If you could avoid feeling flustered before heading to an interview, less stressed over a looming deadline or no longer overwhelmed by your never-ending list of things to do, that would be great, wouldn’t it? Think of how refreshed your thinking could be, how relaxed and calm you could feel. Now, imagine that feeling every day. There is a lot of power in meditation and it can be very rewarding to install this into part of your daily routine and make it less hectic than it has to be.
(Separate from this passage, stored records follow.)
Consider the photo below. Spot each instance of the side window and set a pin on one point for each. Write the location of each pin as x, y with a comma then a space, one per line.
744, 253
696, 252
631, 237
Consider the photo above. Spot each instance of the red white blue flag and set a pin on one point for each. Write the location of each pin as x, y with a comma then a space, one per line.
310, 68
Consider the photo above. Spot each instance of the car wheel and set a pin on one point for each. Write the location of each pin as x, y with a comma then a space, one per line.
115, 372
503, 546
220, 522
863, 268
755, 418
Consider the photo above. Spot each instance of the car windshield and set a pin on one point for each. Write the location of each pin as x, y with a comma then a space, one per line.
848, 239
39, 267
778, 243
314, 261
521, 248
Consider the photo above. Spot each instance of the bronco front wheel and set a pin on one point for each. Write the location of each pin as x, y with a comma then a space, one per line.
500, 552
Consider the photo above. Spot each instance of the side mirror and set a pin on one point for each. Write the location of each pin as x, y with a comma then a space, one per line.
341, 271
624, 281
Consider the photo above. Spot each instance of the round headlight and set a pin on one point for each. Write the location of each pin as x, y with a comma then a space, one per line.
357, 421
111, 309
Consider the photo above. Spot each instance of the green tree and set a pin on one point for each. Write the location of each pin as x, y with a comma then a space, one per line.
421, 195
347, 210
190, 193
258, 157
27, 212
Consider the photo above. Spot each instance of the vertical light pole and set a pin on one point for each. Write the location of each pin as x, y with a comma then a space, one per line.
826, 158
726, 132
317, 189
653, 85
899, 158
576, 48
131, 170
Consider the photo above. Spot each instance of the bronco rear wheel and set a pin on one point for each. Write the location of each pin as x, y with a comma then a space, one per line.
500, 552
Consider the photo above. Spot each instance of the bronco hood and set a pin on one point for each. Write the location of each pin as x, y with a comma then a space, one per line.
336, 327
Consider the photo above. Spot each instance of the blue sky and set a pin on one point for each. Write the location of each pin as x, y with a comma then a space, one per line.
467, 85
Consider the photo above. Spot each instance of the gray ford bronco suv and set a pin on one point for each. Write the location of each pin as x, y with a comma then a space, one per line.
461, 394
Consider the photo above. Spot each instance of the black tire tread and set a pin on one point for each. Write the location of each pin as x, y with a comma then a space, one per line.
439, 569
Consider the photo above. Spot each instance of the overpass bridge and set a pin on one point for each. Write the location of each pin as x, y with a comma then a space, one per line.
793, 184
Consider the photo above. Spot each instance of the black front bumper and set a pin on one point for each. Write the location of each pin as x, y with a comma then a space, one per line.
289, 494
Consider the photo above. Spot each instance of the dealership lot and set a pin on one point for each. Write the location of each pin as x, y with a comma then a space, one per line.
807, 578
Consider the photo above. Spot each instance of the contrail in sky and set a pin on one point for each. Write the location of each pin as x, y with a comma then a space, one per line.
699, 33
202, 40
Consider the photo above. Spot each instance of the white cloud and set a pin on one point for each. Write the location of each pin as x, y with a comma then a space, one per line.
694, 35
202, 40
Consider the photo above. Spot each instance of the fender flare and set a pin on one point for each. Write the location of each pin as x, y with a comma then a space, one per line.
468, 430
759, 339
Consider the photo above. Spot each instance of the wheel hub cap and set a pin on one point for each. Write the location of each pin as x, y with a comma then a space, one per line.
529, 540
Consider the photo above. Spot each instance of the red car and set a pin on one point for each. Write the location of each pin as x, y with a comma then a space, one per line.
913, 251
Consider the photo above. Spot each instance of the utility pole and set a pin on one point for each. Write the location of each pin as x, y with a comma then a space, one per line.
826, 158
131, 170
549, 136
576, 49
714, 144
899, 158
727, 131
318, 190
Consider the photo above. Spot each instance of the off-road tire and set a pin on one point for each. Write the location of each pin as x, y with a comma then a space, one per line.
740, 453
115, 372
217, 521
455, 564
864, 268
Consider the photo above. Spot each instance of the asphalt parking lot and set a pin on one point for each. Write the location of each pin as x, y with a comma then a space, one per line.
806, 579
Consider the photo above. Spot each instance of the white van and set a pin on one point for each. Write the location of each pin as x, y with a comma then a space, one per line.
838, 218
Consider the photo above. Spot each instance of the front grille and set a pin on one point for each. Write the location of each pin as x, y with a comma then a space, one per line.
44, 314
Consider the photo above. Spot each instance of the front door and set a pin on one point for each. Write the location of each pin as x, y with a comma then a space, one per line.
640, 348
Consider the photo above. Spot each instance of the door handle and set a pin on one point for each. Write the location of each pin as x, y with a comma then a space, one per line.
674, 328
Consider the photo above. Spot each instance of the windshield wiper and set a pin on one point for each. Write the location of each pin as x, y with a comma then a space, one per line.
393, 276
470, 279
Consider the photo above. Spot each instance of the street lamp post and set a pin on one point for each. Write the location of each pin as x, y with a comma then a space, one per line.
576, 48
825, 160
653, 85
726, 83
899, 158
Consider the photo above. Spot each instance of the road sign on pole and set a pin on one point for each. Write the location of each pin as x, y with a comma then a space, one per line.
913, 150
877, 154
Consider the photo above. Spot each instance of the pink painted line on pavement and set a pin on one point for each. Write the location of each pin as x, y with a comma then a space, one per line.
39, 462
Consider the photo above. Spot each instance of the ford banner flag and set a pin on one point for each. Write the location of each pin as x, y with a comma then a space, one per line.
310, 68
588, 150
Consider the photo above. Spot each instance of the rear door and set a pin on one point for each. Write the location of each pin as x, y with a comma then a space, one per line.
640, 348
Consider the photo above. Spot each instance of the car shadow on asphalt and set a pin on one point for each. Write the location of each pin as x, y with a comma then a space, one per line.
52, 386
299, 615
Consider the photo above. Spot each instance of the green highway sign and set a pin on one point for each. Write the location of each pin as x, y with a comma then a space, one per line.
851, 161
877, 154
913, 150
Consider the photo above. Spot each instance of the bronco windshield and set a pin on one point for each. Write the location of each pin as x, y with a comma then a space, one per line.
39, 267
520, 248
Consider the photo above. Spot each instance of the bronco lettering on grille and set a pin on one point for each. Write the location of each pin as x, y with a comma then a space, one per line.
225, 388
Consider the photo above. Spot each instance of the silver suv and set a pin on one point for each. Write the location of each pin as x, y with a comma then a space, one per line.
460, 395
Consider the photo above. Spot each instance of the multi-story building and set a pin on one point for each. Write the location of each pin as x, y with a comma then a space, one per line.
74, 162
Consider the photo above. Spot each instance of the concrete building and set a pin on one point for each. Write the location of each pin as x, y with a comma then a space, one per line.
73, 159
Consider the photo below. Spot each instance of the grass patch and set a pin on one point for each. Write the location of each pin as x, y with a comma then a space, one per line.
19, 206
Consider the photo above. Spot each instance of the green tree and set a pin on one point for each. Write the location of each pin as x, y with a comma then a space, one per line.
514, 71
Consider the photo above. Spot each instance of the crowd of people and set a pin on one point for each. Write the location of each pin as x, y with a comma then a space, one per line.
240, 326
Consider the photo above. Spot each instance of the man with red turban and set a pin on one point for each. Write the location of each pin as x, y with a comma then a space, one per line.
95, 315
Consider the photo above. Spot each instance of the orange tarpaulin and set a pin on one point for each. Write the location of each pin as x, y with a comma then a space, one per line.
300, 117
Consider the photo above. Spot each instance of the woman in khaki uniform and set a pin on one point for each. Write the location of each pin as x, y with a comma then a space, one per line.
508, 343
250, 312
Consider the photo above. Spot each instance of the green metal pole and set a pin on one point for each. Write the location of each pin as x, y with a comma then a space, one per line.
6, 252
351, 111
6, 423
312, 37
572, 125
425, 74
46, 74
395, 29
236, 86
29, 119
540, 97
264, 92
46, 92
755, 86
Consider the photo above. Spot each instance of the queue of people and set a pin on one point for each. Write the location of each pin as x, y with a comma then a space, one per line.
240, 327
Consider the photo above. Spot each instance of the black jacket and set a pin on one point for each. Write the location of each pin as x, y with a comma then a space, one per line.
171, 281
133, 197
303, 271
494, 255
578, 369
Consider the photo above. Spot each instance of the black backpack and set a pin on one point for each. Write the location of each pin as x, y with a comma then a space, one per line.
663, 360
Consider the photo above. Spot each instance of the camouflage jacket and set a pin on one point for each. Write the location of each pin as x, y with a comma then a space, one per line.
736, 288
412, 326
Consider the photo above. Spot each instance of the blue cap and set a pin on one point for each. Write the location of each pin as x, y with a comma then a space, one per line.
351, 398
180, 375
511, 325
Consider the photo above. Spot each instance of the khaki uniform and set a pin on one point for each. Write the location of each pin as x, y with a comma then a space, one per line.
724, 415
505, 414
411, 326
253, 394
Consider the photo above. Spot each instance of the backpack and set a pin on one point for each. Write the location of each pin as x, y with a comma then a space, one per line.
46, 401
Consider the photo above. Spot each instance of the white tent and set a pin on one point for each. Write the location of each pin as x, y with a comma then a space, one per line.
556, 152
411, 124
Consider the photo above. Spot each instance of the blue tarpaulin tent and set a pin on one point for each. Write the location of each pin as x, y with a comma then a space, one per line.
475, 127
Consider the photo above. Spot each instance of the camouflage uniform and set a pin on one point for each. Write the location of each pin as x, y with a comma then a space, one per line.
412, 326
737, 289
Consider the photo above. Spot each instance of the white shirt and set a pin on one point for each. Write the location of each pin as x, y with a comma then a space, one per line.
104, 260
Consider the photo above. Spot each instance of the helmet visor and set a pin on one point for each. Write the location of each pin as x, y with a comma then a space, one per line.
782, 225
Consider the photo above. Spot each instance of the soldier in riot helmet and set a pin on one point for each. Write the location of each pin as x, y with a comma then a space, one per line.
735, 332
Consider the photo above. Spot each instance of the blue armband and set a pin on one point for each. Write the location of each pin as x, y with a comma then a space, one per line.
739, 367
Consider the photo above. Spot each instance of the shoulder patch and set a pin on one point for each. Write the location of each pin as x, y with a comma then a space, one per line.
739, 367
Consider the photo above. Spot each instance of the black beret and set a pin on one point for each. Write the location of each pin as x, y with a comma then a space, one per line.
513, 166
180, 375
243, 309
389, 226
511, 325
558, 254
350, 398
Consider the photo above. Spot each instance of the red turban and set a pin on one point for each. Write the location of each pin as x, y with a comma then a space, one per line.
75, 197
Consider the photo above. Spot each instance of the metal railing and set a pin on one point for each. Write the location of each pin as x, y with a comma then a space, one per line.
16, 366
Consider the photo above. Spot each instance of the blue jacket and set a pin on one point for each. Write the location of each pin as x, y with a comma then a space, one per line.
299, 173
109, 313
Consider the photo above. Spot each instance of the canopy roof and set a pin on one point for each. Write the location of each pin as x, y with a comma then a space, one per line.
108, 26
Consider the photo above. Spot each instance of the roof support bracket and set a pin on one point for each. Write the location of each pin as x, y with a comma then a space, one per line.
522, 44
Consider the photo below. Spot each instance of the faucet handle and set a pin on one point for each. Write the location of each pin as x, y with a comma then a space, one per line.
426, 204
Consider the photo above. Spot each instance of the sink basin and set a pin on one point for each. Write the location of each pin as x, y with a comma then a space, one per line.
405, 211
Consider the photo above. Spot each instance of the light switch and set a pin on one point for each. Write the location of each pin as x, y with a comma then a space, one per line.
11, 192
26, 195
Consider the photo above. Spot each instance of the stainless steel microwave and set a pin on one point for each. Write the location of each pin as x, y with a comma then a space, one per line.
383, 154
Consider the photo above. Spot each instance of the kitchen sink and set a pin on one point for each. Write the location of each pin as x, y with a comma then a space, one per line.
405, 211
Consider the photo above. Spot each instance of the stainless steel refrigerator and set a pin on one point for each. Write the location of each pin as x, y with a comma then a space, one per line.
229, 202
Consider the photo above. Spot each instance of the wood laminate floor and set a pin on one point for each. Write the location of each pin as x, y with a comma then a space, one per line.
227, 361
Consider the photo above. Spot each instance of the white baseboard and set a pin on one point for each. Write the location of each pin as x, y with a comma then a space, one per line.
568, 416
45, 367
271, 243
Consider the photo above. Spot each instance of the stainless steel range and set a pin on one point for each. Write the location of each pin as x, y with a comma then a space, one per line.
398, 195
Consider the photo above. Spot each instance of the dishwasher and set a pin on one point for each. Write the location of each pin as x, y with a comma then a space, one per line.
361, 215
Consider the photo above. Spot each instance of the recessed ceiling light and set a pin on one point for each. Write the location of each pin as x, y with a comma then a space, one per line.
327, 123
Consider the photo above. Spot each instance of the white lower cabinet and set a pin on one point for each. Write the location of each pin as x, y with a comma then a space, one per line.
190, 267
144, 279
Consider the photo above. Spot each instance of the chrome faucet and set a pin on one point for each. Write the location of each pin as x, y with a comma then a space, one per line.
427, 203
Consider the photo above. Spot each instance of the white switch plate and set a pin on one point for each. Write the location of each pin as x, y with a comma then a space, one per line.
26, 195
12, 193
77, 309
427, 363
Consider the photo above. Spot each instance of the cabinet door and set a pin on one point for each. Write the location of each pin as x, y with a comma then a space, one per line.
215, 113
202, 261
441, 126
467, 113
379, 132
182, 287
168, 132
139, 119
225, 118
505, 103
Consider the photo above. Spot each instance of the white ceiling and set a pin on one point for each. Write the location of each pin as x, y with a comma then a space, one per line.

The following is an outline of how from my experience meditation can form a really positive mindset and in fulfilling this at the beginning of the day can put your mind and body into the right place for the day ahead.
Create time for you – it’s okay to be selfish sometimes.
The hardest step is saying yes to you. At the end of the day we all want to say yes to others but in doing this first step you’d possibly be in a much better frame of mind to do that. Time is so often viewed as a limit on what can be achieved in an hour, a day or a week, it would be nice to let it just happen instead.
Close your eyes and breathe – be aware of yourself.
It’s ridiculous how different breathing feels when you are completely aware of how and when you’re doing it. When I am wholly focusing on my breathing I am already on my way to leaving the worries of the world outside and feel so much calmer for it. Why do you think people tell you to take a breath when you’re angry and tense – it really does work to relax you! So take away the TV remote and turn your phone to do-not-disturb. Focus on the inside because that’s where your control truly lies.
I like to find a quiet space at home, sit down cross-legged (and if you can I advise taking your socks off too). I want you to become aware of your breathing and really start to focus on just doing that. Taking a long breath, in through your nose and out through your mouth for three times as long. Do this a minimum of 3 times to start clearing the mind and let this process run for the whole of your session.
Empty your mind – sit down and shut up! (The less you think the better.)
As you are sitting there, breathing in and breathing out, begin extending that concentration to being 100% still from your head to your toes. You are so still that no thoughts, sounds or distractions are able to enter you mind – and if they do, your only aim is to remove them and return to being still both in and out. The more still your body is, the more still your mind can be and the more relaxed you will be. It’s like listening to a speaker, the more still they are when they speak, the more still the audience is and more the audience really listens to the words being said. So the more relaxed you become, the quicker and easier it will be able to access stillness every time you devote some ‘you-time’ to yourself. Ideally I would suggest to put aside 30 minutes every day but even if you can only manage 5 minutes, then that works too!
You may find that the longer you practice for, the deeper you’ll get into your relaxation and the easier it will be to empty your mind and remove the conscious mind from your thoughts. Resulting of course in a better and fuller experience every time.
With a better sense of self we can reflect on our behaviour with a new perspective. I believe a calmer physiology leads to a more rational, controlled state and behaviour, which in reality really supports our mind and body as a united self. What if you could gain calm and confidence before an interview, if you could de-clutter your mind to focus on the right tasks in support of meeting a stressful deadline or have an overwhelming list of things to do. Imagine the possibilities in accessing this peaceful state when you’d least expect to be able to, when you’re waiting to go into a meeting or picking up the kids from school.
More than anything, by bringing this element of calm and stillness to your every day life, you won’t be using this time to simply have a time-out any more; it will become a part of you and your new self.